26 Août

Djobi, djoba

 

roulotte

Paul, mon fils, vient de finir un tournoi de rugby poussin. Nous sommes dans la forêt d’Andernos, il fait noir car nous sommes restés au barbecue local. Je m’égare dans un petit chemin et me retrouve nez à nez avec une camionnette. J’ose klaxonner. La porte s’ouvre et descendent trois gros gaillards dont le faciès typique m’indique leur origine : des gens du voyage, des gitans. Ils ont des barres de fer! Je verrouille la voiture. Polo a peur et moi, je suis terrorisé!

« On va mourir Papa, on va mourir ! »

Le plus gros, le plus agé se présente contre ma vitre, me regarde droit dans les yeux, et soudain pointe son index dans ma direction.

« Antoine, Antoine , c’est Jean Ba ! » j’ai tellement peur que je ne sais plus si je cauchemarde, si je le connais, si je peux lui foncer dessus.

« Jean Ba, ton pilier gauche en cadet! » Là , je me rappelle un petit frisé tout maigre au regard très bleu qui jouait pilier et qui n’avait peur de rien. Trente ans plus tard, le pilier est comme un cube au visage basané, mais aux pépites toujours aussi expressives.

Nos retrouvailles dans cette forêt sombre ont quelque chose de surréaliste. Lui, fou heureux de joie, son petit ailier qu’il protégeait naguère pendant les bagarres générales, encore plus heureux de savoir qu’il venait de trouver son médecin généraliste, et moi, heureux d’être sain et sauf après avoir pensé être dépouillé par une bande de gitans!

Il n’a pas fallu longtemps pour que Jean Ba m’ utilise comme son docteur.

Il est 4 heures du matin : « Antoine c’est Jean Ba, tu peux venir? Ma petite ne va pas bien du tout, elle a 2 mois, elle s »étouffe ! »

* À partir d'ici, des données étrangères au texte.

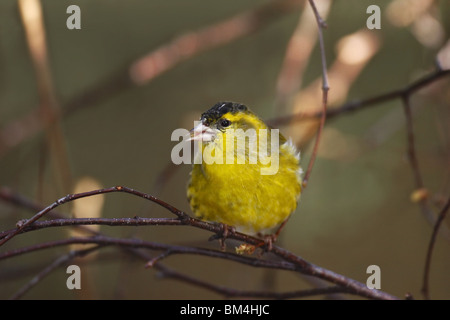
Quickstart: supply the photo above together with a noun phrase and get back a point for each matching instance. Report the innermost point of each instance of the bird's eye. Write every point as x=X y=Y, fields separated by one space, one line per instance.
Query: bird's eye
x=225 y=123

Je pars, heureux de la confiance qu’il m’accorde. Je suis excité d’être impliqué dans un milieu marginal et qui bouleverse mes habitudes de petit médecin d’une bourgeoisie bordelaise.

Arrivé a l’adresse  indiquée, je ne vois qu’un terrain vague sur lequel se trouve quatre caravanes. J’ose m’avancer… avec une petite tachycardie bien naturelle vu le décor, et je vois un vieux monsieur qui s’approche de moi avec un fusil à la main. J’ai peur,  je demande si c’est bien là qu’habite Jean Ba.

 » Non, on connait pas , partez, partez, on a rien à se reprocher!

– Mais je viens pour sa petite fille, je suis docteur.

– Ah bon, je croyais que t’étais un flic. »

Jean Ba sort de sa caravane somptueuse: « Rentre vite, Antoine, elle va mal ».

Le décor est cinématographique. La grand mère est là, toute vêtue de noir. La maman,la femme de Jean Ba, pleure. Elle a une chemise de nuit rose fuchsia et doit avoir 25 ans pas plus. Le feu crépite devant la porte et permet d’entrevoir le petit couffin dans lequel la petite Shirley (toujours des prénoms originaux chez les gitans ) respire très mal. C’est une crise de bronchiolite, c’est sûr! Shirley est une belle petite boule chevelue. Elle les même yeux bleus que son papa.

L’examen confirme mes premières impressions, elle a un fort tirage pulmonaire, son état est critique.

 » Elle va mourir?  » me demande Jean Ba.

– Non, mais il serait plus prudent de l’amener à  l’hos…,  et il m’interrompt brutalement : « Jamais,  tu m’entends, Antoine? Jamais bébé ira a l’hosto, tu vas la soigner là, en famille. »

– Mais …

– Je vais aller chercher dans ma voiture  ma trousse d’urgence.

– Ouais, vas-y mon Toine. »

L’injection de cortisone dans ces petites fesses, les bouffées de ventoline avec le baby inhaler ont eu raison de la bronchiolite.  Je suis resté jusqu’à 8h du matin, j’ai bu du café devant le feu, j’ai mangé une soupe garbure. La peur que j’avais ressentie en arrivant devant le vieux et son fusil s’est transformée en une incroyable scène de cinema au décor de Geoffroy Larcher .

Le lendemain, en arrivant devant la porte arrière de mon bureau où je rentre pour m’installer tranquillement, je vois un super vélo rouge neuf, avec un mot écrit au feutre vert sur une page de cahier scolaire : « MERSSI MON TOINE D’AVOIR SOVE MA PETITE SHIRLEY. JEAN BA

Je téléphone immédiatement: « Mais il ne fallait pas, Jean ba, c’est très gentil, mais … »

– T’inquiètes pas, mon toine, il n’est pas volé, je l’ai juste emprunté à Carrefour. » Je deviens ce jour-là médecin et recelleur!